Here we show that the MD(2IQ)¹ construct (motor domain and two IQ motifs plus two calmodulins) has the potential to be regulated by calcium but only under conditions where excess calmodulin is not present. Thus, the mechanism of inhibition appears to be dissociation of a bound calmodulin. In addition, transient kinetics were used to measure many of the elementary steps in the acto-MD(2IQ) ATPase cycle. These measurements suggest that the monomeric MD(2IQ) construct is not kinetically processive.

	MATERIALS AND METHODS

TOP ABSTRACT INTRODUCTION MATERIALS AND METHODS RESULTS DISCUSSION REFERENCES

Design and Purification of Constructs-- Three constructs were analyzed here. All were derived from the murine myosin V clone (3) (accession number X57377), which was a generous gift from Nancy Jenkins. The motor domain (MD) ends at Asp⁷⁶⁴, MD(1IQ) ends at Thr⁷⁹⁵, and MD(2IQ) ends at Thr⁸²⁰. A dimeric MD(2IQ) construct was made by adding the following sequences after Thr⁸²⁰: a 32-amino acid leucine zipper, followed by a portion of the smooth muscle myosin rod containing the S2.2 epitope. The latter piece of DNA was derived from the "0-heptad zipper" construct described by Trybus et al. (4). Flag epitope (DYKDDDDK) was cloned at the C terminus of all heavy chain constructs to facilitate purification.

Recombinant baculovirus encoding for the different heavy chain constructs was isolated by conventional protocols (5). Sf9 cells in suspension culture were infected with recombinant virus coding for the heavy chain and harvested 65-75 h later.
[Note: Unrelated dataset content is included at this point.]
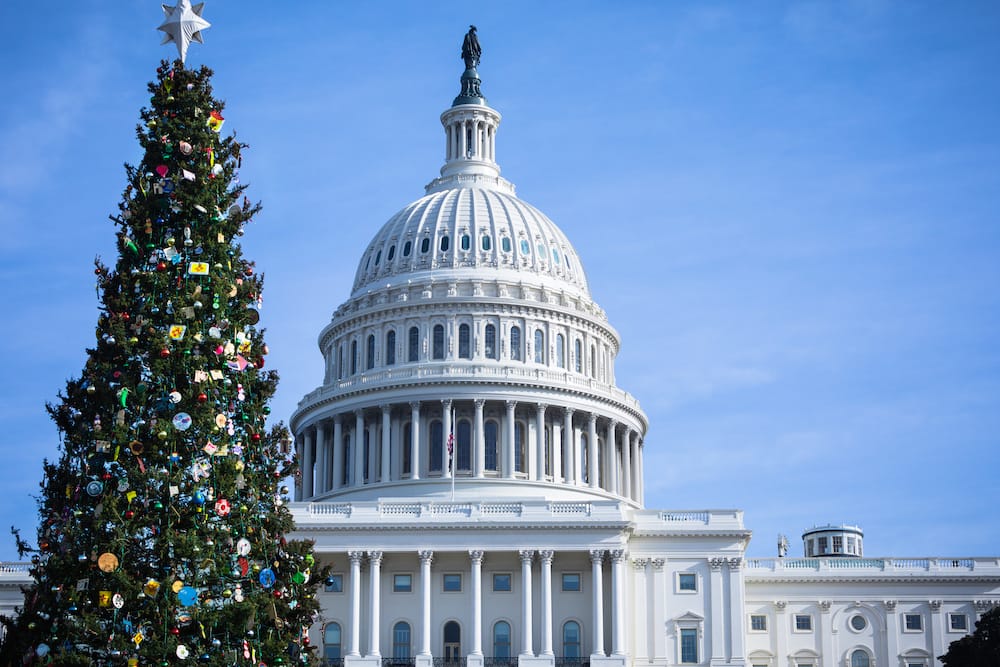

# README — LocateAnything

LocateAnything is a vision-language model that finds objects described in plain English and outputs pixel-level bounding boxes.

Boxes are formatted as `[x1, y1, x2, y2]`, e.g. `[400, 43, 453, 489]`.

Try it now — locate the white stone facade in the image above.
[0, 53, 1000, 667]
For MD(1IQ) and MD(2IQ), there was sufficient endogenous cellular calmodulin to saturate the IQ motifs. Because calmodulin from diverse sources (chicken, rat, and human) is completely conserved at the amino acid level, we were able to infect with only one virus. Recombinant proteins were isolated on an anti-FLAG affinity column (Sigma). Typical yields were 1-1.5 mg of protein/10⁹ Sf9 cells (300-ml suspension culture).

Densitometry-- Gel images were captured in digital format using a Kodak Digital Science DC120 zoom digital camera, and the band intensity was quantified using the Kodak Digital Science 1D image analysis software package.
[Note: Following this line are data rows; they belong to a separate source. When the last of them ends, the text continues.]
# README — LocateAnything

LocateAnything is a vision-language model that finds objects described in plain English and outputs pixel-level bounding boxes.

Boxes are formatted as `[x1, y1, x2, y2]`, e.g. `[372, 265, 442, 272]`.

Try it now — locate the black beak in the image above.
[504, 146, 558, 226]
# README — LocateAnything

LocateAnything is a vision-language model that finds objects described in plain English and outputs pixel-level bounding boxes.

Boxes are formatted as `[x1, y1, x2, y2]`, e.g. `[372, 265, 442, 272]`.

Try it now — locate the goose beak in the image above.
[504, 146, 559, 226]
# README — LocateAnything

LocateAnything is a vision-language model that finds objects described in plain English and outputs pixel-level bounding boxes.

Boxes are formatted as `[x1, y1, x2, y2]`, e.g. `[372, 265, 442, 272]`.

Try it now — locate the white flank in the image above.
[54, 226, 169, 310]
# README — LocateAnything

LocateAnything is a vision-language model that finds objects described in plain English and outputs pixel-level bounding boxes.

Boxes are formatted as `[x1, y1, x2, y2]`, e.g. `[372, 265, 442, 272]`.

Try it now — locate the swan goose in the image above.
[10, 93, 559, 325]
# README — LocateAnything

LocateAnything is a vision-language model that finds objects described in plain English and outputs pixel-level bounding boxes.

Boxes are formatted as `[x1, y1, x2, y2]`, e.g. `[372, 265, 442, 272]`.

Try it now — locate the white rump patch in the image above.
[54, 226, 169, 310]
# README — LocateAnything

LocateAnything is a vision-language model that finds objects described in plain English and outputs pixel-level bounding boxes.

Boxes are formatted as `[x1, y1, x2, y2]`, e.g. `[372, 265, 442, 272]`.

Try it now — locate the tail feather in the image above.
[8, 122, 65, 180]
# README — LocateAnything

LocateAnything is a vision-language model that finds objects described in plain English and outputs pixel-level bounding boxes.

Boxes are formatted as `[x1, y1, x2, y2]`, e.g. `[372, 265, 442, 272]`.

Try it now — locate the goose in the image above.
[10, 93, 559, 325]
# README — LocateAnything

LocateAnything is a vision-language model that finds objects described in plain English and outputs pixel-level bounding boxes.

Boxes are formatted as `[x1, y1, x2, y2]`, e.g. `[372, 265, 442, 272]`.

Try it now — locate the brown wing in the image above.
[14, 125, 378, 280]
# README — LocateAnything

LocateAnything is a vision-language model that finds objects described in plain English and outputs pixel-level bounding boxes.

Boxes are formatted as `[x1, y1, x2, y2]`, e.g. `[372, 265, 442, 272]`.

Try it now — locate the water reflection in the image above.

Labeling of Actin with Pyrene-Iodoacetamide-- Actin (1 mg/ml in 10 mM imidazole, pH 7, 10 mM NaCl, 1 mM MgCl₂, 1 mM MgATP) was fully reduced by the addition of 2 mM DTT at pH 8 and then dialyzed overnight into 10 mM imidazole, pH 7.8, 0.1 M KCl, 1 mM MgCl₂, 1 mM NaN₃. A 2-fold molar excess of pyrene-iodoacetamide (48 µM) (Molecular Probes, Inc., Eugene, OR) was added from a 4 mM stock in dimethyl formamide. After 20 h of labeling in the dark on ice, the actin was pelleted in the Beckman TL-100 at 350,000 × g for 1 h. The pellet was resuspended in 10 mM HEPES, pH 7, 0.1 M NaCl, 5 mM MgCl₂, 1 mM EGTA, 1 mM NaN₃, 1 mM DTT. Protein concentration was determined by Bradford reagent with bovine serum albumin as a standard.
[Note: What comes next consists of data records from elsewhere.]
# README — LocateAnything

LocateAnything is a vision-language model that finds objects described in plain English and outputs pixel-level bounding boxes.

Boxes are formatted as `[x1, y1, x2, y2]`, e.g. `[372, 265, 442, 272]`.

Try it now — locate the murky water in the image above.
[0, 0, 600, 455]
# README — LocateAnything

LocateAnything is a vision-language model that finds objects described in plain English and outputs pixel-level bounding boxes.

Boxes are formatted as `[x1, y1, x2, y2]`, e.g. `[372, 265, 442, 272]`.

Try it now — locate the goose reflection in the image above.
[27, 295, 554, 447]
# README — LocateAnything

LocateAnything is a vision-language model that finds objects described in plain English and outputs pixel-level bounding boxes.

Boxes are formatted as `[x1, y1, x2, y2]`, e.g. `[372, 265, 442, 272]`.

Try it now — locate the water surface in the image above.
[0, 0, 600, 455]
Steady-state ATPase Assays-- Actin-activated ATPase assays were performed at 37 °C in 10 mM imidazole, pH 7, 8 mM KCl, 1 mM MgCl₂, 1 mM EGTA, 1 mM DTT, 1 mM NaN₃ with or without 1.5 mM CaCl₂. One data set was collected in 10 mM HEPES, pH 7, 0.1 M NaCl, 5 mM MgCl₂, 1 mM EGTA, 1 mM NaN₃, 1 mM DTT at 20 °C for comparison with the transient kinetic measurements. Inorganic phosphate was determined colorimetrically (6) at six time points per actin concentration, using SDS to stop the reaction.

Motility Assay-- The motility assay was performed at 30 °C in 25 mM imidazole, pH 7.5, 25 mM KCl, 4 mM MgCl₂, 1 mM EGTA, 0.5% methylcellulose, 1 mM MgATP, 10 mM DTT, 3 mg/ml glucose, 0.1 mg/ml glucose oxidase, 0.018 mg/ml catalase, with or without 1.5 mM CaCl₂, essentially as described in Ref. 7. Monoclonal anti-FLAG antibody, or antibody S2.2 (8) in the case of the dimeric MD(2IQ), was used for attachment to the nitocellulose coverslip. For measurements with excess calmodulin, the motility solutions also contained 0.1 mg/ml calmodulin.

Transient Kinetic Experiments-- All kinetic experiments were done in 10 mM HEPES, pH 7, 0.1 M NaCl, 5 mM MgCl₂, 1 mM EGTA, 1 mM NaN₃, 1 mM DTT at 20 °C using a Kin-Tek stopped flow spectophotometer and a 100-watt mercury lamp. The concentration of MD(2IQ) was 0.5-2 µM, and when appropriate, actin was added at 1.2-1.3 times the MD2(IQ) concentration. For tryptophan fluorescence, the exciting beam was passed through a 294-nm interference filter, and the emission was detected after passing through a 340-nm interference filter. For 90° light scattering, the exciting beam was passed through a 294-nm interference filter, and the emission was detected with a 294-nm interference filter. Mant nucleotides and pyrene actin were excited using a 360-nm interference filter, and emission was detected with a 400-nm cut-off filter. Mant nucleotides (2' or 3') were purchased from Molecular Probes. All nucleotide stocks were prepared with an equimolar amount of magnesium. All of the transients shown are the average of three or four independent mixings. The signal averaging and fitting was done using Kin-Tek software. Note that the final concentrations of protein and nucleotide after mixing equal volumes of the two syringes are half the initial values.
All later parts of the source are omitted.